South Korean cinema has been an increasingly growing presence since the 1990s and has placed its unique imprint on a number of genres – most prominently, the Asian ghost story and the gangster film. Flu is a Korean attempt to do something with the outbreak genre.

The contagion and outbreak genre – as typified by Hollywood films such as Outbreak (1995) and Contagion (2011) and a host of B-budget others – has a fairly mapped out series of cliches that it runs by. Flu buys into most of these – the outbreak from its small unnoticed beginnings; the authorities trying to deny/cover things up; the lone doctor chasing a potential cure in a nail-biting countdown as the military plan to eradicate the entire town to stop the spread.

Flu never adds anything particularly new to the mix or does anything to vary the cliches. Much of the plot feels as though it has been taken direct from Outbreak – right down to borrowing aspects like the digital effect of germs flying through the air after they are sneezed and infect others to the lone person standing up to defy the military as bombers come to wipe out the city.

Hyuk Jang in the midst of a pandemic in Flu (2013)
Hyuk Jang in the midst of a pandemic

The plotting follows conventional patterns, nevertheless director Kim Sung-su does a good job of wheeling around the widescreen imagery – the police battering crowds as they riot in a supermarket; the military cordons on the street; the helicopters overhead; the digging of mass graves and Hyuk Jang’s almost impossible task of trying to find one person still alive who has the antidote among the thousands of bodies.

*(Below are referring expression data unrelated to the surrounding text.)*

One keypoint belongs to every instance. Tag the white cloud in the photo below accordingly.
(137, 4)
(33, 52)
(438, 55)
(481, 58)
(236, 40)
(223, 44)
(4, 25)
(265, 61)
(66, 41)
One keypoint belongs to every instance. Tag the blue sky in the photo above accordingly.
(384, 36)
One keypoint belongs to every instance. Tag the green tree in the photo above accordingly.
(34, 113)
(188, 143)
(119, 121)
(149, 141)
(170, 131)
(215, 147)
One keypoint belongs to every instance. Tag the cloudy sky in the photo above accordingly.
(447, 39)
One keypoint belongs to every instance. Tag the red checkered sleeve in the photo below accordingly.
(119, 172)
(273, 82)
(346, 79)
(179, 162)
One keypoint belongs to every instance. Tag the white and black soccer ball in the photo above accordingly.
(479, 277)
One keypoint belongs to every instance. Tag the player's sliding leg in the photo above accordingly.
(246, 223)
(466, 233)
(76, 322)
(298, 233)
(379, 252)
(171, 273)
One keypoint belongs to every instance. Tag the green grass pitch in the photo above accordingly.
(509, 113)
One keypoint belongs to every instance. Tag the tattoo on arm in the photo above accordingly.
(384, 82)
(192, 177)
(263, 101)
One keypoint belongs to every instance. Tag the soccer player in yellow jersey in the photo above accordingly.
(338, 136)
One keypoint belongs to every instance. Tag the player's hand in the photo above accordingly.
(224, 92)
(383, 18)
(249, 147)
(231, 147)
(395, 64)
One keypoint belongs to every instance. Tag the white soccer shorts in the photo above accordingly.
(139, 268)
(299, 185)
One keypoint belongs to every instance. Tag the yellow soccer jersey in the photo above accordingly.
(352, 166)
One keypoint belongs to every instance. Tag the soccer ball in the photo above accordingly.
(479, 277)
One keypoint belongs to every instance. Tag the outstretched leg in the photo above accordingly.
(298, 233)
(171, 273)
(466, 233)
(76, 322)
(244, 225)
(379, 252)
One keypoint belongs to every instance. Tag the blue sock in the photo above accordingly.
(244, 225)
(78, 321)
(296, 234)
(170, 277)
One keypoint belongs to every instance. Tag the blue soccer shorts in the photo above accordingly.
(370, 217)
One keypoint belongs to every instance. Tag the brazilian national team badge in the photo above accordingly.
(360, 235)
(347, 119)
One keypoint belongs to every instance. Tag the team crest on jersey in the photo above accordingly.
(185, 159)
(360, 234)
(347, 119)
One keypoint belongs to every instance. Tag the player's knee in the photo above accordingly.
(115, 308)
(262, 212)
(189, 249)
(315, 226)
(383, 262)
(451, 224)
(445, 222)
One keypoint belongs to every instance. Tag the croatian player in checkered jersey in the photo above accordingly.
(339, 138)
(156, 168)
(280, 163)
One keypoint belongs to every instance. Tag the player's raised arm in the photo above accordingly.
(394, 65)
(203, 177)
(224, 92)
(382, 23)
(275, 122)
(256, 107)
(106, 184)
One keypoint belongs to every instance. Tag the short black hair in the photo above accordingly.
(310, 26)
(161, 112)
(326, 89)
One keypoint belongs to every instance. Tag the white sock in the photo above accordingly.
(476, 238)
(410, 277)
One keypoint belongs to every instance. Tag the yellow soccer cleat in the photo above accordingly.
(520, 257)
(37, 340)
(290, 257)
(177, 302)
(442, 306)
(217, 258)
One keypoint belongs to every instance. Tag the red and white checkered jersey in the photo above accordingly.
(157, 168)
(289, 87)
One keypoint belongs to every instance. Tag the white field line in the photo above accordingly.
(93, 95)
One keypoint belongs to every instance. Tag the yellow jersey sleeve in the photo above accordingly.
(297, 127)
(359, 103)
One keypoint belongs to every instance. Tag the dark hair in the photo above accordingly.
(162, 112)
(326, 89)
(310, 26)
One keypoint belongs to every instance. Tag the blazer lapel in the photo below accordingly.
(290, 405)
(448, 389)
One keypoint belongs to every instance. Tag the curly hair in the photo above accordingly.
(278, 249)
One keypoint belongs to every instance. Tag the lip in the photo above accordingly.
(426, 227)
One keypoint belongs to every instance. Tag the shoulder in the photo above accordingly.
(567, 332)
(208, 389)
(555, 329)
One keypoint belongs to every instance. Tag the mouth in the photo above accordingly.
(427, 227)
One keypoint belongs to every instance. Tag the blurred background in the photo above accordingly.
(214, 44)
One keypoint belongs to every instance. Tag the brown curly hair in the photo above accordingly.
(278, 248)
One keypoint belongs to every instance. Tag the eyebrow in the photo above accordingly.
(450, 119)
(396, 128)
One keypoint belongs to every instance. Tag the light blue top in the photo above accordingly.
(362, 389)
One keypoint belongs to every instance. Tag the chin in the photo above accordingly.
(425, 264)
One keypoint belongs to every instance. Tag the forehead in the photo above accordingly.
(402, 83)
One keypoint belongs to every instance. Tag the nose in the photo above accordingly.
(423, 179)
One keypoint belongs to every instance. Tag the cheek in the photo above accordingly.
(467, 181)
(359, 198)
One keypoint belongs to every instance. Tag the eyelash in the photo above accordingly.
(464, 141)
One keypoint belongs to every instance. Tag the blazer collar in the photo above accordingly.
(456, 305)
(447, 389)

Flu starts to come together with modest tension during the scenes at the internment camp. Again, the story is hardly world-shattering but Kim Sung-su wields the stock elements into something that works reasonably well. The big climactic scenes with the crowd defying the military just as they prepare to bomb the city is taken direct from the climax of Outbreak. What is unusual about this – I don’t know much about South Korean politics, how much power the US military wields in the country or whether this is any accurate representation of the relationship that exists between the two countries – is an eyebrow-raising scene where the US military make the abrupt decision to countermand the Korean President and order the destruction of one his own cities and he is meekly required to sit back unable to do anything about it.